For fiscal 2007, the Company’s cash flows associated with investing activities included capital expenditures
related to system development costs, computer hardware and software expenditures as well as certain leasehold
improvement costs. Also included in cash flows from investing activities is cash used for the acquisition of Access,
Azure and a small distributor business in Italy (see Note 2 in the accompanying consolidated financial statements
appearing in Item 15 of this Report), net of contingent purchase price proceeds received (see Results of
Operations — Gain (Loss) on Sale of Business Lines discussed elsewhere in this MD&A). Other financing
activities, net, in fiscal 2007 are primarily a result of cash from the exercise of stock options and the excess
tax benefits associated with stock option exercises.
As a result of the factors discussed above, the Company generated free cash flow of $316.3 million and used a
net $35.6 million to repay debt during fiscal 2007. During fiscal 2007, the Company redeemed the 934% Notes
outstanding balance of $361.4 million using proceeds from the issuance of $300.0 million of 6.625% Notes in
September 2006 and repaid $143.7 million of the 8.00% Notes that matured in November 2006. In March 2007, the
Company issued $300.0 million of 5.875% Notes due 2014 and used proceeds to repay certain amounts outstanding
under its Credit Facility and the Securitization Program that were used to fund the Access acquisition (see
Financing Transactions for further discussion).
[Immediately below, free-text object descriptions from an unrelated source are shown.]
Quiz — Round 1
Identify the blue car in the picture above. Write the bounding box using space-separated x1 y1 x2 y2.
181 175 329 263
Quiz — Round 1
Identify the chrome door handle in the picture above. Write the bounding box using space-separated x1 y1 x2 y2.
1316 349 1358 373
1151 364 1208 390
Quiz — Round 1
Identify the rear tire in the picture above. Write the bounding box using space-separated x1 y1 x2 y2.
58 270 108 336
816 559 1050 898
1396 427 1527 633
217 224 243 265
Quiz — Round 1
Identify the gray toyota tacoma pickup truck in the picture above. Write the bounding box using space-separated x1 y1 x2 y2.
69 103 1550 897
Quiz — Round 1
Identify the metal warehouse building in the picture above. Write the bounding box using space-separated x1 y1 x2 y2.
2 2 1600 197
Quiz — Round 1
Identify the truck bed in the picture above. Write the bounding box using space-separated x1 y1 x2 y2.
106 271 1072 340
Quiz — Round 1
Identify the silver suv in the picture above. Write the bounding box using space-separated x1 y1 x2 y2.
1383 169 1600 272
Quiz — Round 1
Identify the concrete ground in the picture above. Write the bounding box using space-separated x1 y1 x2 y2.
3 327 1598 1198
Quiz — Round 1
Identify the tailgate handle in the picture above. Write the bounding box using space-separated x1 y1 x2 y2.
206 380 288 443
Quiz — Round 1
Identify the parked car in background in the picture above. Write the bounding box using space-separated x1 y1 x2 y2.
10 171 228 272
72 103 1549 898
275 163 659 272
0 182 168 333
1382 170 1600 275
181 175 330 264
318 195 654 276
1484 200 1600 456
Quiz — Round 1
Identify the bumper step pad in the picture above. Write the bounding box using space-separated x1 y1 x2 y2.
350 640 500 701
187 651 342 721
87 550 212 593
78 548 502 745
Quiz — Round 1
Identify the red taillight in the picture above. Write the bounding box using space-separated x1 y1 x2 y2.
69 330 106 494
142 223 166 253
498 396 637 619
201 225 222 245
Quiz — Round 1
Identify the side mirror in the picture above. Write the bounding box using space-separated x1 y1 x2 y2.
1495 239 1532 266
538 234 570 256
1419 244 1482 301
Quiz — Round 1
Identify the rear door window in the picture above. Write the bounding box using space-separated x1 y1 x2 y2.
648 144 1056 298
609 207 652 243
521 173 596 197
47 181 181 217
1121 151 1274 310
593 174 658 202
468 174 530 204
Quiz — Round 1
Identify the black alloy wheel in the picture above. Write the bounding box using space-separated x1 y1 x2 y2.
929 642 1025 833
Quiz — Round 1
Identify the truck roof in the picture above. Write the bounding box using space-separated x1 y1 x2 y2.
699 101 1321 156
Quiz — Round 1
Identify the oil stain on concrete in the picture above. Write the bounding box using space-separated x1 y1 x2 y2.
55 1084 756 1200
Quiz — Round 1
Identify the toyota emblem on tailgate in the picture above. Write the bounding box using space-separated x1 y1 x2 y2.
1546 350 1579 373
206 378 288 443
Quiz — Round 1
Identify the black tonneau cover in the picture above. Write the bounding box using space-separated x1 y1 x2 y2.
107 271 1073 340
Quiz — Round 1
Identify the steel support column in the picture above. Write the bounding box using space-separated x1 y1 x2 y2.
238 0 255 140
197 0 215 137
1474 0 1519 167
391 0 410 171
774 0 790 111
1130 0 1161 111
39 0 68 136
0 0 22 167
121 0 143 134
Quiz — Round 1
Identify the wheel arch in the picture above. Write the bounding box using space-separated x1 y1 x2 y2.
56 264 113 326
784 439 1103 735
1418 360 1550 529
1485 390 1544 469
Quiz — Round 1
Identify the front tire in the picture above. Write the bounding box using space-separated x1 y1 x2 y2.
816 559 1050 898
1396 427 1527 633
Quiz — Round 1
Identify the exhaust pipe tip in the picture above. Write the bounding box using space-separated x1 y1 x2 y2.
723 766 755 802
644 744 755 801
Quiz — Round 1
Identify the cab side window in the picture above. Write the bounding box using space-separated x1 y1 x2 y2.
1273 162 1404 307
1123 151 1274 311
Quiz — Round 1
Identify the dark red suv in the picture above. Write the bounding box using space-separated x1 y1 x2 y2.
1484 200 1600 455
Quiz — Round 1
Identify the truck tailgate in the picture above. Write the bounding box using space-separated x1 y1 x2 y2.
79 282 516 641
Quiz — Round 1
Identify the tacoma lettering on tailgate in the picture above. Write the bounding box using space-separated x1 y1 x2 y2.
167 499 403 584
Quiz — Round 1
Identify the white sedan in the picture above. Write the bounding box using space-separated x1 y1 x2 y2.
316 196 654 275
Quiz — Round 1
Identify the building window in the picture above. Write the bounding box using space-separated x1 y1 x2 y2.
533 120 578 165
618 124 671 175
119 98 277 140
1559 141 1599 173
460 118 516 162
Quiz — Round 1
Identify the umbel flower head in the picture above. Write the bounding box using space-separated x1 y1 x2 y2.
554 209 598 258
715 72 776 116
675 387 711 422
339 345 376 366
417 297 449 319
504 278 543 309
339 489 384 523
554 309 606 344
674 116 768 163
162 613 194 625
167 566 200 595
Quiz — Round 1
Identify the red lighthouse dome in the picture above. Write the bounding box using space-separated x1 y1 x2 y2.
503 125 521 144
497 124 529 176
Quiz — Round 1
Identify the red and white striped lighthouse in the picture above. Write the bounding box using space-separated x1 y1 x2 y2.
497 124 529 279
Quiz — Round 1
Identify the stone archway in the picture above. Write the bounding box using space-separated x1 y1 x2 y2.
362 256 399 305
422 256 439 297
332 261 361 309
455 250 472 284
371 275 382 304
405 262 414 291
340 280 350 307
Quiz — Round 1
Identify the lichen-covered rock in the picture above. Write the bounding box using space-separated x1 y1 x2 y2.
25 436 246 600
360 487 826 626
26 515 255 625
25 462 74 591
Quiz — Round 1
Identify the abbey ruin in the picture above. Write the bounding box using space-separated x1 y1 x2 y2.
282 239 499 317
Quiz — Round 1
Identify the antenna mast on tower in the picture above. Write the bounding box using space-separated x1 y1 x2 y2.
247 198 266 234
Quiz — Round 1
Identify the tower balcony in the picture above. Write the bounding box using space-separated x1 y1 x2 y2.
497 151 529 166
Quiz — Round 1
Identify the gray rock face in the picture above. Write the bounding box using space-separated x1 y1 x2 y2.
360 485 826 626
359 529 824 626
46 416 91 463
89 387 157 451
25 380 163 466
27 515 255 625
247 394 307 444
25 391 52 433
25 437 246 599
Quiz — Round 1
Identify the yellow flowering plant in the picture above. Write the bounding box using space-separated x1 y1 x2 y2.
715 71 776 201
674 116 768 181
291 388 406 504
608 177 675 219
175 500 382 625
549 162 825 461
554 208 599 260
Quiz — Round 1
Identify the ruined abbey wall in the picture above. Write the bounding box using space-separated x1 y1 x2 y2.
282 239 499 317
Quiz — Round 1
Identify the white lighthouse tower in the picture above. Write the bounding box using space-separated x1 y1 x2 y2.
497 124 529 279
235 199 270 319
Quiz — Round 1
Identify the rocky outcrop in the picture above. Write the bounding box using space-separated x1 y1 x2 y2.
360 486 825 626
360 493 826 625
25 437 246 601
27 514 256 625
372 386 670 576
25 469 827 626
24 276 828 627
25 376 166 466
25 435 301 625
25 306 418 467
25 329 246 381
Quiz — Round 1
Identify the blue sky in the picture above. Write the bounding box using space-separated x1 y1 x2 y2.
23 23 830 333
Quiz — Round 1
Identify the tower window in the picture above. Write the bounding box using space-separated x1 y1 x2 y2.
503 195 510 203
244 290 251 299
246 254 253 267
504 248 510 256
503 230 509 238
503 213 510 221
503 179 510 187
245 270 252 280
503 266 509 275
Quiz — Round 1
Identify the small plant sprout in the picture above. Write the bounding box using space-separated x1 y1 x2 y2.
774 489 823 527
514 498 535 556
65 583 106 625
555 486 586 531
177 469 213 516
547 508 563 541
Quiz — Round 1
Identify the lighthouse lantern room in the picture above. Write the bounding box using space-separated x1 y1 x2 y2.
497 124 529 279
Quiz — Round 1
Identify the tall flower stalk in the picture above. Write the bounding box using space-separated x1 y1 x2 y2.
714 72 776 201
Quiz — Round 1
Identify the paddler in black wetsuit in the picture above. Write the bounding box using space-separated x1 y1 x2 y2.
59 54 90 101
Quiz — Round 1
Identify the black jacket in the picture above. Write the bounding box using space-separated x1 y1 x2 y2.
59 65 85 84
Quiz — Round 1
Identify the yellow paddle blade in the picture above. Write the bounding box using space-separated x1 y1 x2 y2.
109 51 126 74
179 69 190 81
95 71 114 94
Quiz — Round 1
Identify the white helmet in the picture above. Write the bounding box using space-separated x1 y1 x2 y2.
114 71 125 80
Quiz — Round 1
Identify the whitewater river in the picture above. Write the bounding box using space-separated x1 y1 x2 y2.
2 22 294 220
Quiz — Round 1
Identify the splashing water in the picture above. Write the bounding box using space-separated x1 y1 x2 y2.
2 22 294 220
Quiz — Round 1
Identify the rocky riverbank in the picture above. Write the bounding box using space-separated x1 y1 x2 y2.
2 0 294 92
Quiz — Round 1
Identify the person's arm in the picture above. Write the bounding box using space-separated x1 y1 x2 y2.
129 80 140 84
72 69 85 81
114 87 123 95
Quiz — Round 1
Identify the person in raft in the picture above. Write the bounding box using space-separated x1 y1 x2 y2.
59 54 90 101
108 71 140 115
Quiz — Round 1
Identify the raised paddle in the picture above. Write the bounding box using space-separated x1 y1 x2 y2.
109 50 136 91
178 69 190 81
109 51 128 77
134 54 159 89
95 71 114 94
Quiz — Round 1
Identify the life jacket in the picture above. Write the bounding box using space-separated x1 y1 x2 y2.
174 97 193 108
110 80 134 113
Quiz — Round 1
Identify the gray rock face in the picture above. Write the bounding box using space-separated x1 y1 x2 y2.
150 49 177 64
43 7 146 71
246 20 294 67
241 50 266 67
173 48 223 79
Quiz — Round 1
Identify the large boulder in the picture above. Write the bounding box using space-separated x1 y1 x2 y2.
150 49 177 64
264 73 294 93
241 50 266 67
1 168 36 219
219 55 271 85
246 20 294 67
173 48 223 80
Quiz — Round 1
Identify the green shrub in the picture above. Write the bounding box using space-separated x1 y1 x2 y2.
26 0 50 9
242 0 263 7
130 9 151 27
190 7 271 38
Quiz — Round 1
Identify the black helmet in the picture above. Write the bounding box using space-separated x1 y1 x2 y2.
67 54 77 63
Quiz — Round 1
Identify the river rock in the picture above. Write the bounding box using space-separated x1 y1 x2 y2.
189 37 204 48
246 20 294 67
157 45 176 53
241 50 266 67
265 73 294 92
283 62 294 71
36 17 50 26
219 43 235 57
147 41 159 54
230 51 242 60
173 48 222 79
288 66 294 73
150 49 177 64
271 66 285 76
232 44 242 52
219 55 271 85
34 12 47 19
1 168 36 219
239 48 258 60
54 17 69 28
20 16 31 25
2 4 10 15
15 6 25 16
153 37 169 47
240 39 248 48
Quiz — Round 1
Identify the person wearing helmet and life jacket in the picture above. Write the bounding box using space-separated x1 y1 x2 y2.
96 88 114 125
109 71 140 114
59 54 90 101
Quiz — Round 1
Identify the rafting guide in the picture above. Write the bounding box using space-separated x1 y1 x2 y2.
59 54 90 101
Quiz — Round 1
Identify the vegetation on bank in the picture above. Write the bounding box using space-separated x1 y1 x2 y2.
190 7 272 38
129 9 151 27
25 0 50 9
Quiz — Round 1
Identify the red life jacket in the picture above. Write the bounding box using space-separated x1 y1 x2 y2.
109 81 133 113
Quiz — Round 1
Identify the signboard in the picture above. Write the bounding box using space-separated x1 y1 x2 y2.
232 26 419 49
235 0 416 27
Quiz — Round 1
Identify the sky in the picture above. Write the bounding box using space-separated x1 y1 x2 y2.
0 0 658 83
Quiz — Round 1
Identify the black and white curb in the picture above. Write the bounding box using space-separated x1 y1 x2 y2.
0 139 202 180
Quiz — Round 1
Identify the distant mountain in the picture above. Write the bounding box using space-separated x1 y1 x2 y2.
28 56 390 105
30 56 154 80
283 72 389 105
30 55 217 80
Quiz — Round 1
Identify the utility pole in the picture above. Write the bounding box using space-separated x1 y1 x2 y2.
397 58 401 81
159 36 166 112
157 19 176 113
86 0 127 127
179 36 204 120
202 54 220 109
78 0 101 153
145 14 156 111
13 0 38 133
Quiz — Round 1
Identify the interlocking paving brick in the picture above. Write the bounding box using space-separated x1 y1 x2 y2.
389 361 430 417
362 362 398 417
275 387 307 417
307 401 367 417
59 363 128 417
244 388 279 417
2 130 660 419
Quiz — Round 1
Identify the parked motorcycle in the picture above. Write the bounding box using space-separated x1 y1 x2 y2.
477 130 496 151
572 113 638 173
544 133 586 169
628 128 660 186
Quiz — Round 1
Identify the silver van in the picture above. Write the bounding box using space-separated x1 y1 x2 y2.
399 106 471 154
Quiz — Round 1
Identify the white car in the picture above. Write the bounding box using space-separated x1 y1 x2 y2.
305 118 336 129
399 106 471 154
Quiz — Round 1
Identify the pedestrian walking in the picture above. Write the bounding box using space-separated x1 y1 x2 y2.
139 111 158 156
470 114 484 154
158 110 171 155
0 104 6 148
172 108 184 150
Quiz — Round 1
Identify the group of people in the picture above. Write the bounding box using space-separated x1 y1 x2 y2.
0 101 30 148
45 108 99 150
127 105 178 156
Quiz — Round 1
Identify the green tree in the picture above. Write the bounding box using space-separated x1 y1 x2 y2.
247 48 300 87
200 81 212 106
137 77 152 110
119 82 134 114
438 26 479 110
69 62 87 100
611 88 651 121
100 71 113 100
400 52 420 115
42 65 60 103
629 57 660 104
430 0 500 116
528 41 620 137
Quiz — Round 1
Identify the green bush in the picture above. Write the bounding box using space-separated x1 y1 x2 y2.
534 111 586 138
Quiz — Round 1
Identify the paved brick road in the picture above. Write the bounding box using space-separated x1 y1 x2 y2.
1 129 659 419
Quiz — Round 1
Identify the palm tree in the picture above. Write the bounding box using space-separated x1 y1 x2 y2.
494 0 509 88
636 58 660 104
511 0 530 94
In fiscal 2006, the Company utilized $423.4 million of cash and cash equivalents for working capital needs.
The working capital outflows consist of growth in receivables ($254.7 million), growth in inventory
($142.6 million), net cash inflow from accounts payable ($99.7 million) and outflow for other working capital
items ($125.8 million). The driver of the change in working capital includes organic sales growth and a small
investment in inventory at TS in preparation for the seasonally stronger September quarter that TS typically
experiences. In addition, the Company paid $92.9 million during fiscal 2006 relating to restructuring, integration
and payments of amounts accrued in purchase accounting associated with the Memec acquisition, and restructuring
and other costs as a result of the sale of two TS business lines and other actions taken during fiscal 2006. See Results
of Operations — Restructuring, Integration and Other Items discussed elsewhere in this MD&A. The Company
also made an accelerated contribution to the Company’s pension plan during the first quarter of fiscal 2006, totaling
$58.6 million and used $27.0 million primarily for premiums, transaction costs and other costs associated with the
refinancing and repurchasing of its Notes and credit facilities (see Financing Transactions).